Pierwszy tom „100 naboi” to powrót serii, która dobrze się niegdyś przyjęła, ale jednak poległa razem z wydającym ją wydawnictwem. Czekałem na ten powrót, dziwiąc się, dlaczego jeszcze ten tytuł nie powrócił. Dobrze mieć go z powrotem na rynku, bo to brawurowo narysowana i świetnie opowiedziana historia, gdzie tom 1 działa jako wstęp do całości, ale broni się też samodzielnie jako zbiór krótszych historii z życia przestępców. Podobno rytm całości siada, gdy nacisk przechodzi na spajający całość wątek spiskowy, ale osobiście lubię tego typu motywy, więc pozostaję dobrej myśli.

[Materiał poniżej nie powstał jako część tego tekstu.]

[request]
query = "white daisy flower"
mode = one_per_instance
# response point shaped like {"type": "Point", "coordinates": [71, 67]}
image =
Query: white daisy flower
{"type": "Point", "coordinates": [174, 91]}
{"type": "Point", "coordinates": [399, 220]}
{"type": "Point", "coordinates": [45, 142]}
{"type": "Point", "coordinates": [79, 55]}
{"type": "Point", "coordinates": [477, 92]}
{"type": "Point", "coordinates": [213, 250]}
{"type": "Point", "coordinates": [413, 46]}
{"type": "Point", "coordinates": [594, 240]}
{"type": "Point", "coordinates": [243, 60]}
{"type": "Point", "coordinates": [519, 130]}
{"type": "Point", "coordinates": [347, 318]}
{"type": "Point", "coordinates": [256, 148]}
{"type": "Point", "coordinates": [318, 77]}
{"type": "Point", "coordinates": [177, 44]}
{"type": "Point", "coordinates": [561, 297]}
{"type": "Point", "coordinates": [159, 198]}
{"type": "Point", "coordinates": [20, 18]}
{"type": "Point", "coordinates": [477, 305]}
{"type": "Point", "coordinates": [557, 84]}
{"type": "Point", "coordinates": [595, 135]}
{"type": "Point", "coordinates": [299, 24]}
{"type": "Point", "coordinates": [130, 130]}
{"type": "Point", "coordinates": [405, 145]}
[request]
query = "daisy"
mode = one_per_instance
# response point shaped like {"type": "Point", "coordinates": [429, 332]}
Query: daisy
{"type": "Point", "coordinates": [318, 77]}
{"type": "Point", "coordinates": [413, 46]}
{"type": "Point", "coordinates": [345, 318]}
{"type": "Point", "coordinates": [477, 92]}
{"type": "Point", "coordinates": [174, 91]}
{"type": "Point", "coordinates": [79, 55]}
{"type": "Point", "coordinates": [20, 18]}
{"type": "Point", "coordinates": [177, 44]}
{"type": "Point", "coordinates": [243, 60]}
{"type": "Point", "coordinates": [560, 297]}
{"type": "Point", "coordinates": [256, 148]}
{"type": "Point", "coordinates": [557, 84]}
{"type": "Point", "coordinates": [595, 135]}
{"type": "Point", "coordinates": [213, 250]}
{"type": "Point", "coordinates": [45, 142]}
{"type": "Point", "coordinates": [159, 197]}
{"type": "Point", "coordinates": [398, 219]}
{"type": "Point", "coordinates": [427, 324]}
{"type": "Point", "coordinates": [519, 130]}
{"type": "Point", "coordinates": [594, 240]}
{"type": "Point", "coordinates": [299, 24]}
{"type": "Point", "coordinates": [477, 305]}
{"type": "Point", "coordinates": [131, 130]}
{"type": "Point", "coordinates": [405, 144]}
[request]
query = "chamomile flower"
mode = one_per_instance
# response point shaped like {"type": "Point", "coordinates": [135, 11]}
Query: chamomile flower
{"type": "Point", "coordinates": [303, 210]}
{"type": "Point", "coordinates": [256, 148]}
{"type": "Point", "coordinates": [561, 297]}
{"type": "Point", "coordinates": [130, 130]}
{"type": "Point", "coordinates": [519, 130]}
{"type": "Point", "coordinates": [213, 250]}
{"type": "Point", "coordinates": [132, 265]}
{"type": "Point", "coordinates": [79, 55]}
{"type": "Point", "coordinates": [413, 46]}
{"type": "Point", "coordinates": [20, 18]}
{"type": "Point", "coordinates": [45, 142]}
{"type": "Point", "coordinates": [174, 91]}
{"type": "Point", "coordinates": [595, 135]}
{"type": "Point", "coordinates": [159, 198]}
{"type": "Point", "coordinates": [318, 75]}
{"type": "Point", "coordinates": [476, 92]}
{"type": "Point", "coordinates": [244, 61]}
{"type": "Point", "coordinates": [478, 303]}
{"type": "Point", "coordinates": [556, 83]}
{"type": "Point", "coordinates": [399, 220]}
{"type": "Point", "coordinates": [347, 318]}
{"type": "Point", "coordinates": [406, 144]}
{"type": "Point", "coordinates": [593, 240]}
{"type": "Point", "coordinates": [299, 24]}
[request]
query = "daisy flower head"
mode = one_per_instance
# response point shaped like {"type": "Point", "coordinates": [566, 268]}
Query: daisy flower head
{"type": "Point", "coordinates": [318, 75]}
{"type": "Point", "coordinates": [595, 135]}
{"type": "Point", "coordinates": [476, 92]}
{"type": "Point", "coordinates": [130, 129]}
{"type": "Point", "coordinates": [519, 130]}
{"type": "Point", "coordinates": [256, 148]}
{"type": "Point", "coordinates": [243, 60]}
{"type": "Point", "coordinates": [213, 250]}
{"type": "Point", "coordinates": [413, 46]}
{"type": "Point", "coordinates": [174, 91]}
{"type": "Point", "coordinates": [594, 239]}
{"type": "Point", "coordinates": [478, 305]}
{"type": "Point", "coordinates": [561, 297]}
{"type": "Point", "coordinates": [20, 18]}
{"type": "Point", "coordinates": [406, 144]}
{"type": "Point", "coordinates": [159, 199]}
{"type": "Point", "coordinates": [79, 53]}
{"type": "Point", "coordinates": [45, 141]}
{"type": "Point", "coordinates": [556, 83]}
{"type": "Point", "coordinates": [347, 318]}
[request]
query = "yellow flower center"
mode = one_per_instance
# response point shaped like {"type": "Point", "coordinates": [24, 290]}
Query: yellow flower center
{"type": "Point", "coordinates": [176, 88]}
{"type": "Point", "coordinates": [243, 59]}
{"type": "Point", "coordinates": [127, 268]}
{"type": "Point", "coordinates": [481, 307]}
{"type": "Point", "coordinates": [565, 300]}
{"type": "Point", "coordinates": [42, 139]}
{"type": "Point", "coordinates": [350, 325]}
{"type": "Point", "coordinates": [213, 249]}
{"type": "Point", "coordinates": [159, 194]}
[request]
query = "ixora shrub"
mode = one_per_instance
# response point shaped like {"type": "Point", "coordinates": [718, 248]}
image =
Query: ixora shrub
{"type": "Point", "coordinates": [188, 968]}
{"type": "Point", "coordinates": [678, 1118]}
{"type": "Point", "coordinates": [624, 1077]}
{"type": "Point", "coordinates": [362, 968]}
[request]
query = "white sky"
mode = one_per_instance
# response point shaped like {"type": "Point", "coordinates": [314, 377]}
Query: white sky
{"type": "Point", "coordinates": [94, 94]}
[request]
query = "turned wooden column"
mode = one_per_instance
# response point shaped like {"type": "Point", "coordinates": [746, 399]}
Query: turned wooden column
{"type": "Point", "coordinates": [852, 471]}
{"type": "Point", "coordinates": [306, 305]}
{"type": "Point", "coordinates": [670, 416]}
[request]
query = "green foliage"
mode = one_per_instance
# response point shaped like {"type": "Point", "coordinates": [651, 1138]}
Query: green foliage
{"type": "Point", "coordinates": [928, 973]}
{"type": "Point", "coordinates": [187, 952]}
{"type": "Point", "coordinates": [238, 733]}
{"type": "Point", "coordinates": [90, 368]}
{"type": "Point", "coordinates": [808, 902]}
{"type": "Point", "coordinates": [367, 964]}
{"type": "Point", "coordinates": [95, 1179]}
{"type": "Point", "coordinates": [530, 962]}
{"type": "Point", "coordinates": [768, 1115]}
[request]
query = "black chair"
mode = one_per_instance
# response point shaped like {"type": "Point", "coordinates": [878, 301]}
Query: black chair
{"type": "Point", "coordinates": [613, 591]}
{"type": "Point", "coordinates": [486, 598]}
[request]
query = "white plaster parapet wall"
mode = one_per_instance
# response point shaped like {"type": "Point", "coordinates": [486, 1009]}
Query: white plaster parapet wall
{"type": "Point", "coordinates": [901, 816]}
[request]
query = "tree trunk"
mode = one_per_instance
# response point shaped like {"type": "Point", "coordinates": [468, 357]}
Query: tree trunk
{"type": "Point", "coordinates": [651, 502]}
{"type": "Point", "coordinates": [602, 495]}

100 naboi – ostatnie ostrzeżenie
Cena 119,99 PLN za niemal 500 stron świetnej serii wydaje mi się być bardziej niż rozsądną, pozostaje jednak istotny mankament. Za tłumaczenie odpowiada Krzysztof Uliszewski, który w mojej opinii marnie radzi sobie z językowymi amerykanizmami czy z ichnią kulturą popularną. Tu mamy do czynienia ze slangiem, co tłumacz obszedł szerokim łukiem, pozostawiając zwroty np. mniejszości meksykańskiej w oryginale, bez tłumaczenia. Być może nie zorientował się, że to zwroty, a nie czyjaś ksywa? Jest to możliwe, w końcu mowa o jegomościu, który w swoim czasie nie zorientował się że zwrot ‚Pulp Fiction’ został użyty jako tytuł filmu, więc go przetłumaczył. Językowo jest tu generalnie dość kostropato, i dalej nie rozumiem, dlaczego właśnie ta osoba otrzymuje poważniejsze i jednak bardziej wymagające językowo pozycje niż tytuły dla 14-latków, skoro sobie z nimi nie radzi.
Cóż jednak zrobić? Nie licząc tego mankamentu „100 naboi” jako jedno z dóbr rodowych Vertigo pozostaje serią, którą po prostu trzeba poznać. Daję nie tylko okejkę, ale i Znak Jakości Gonza.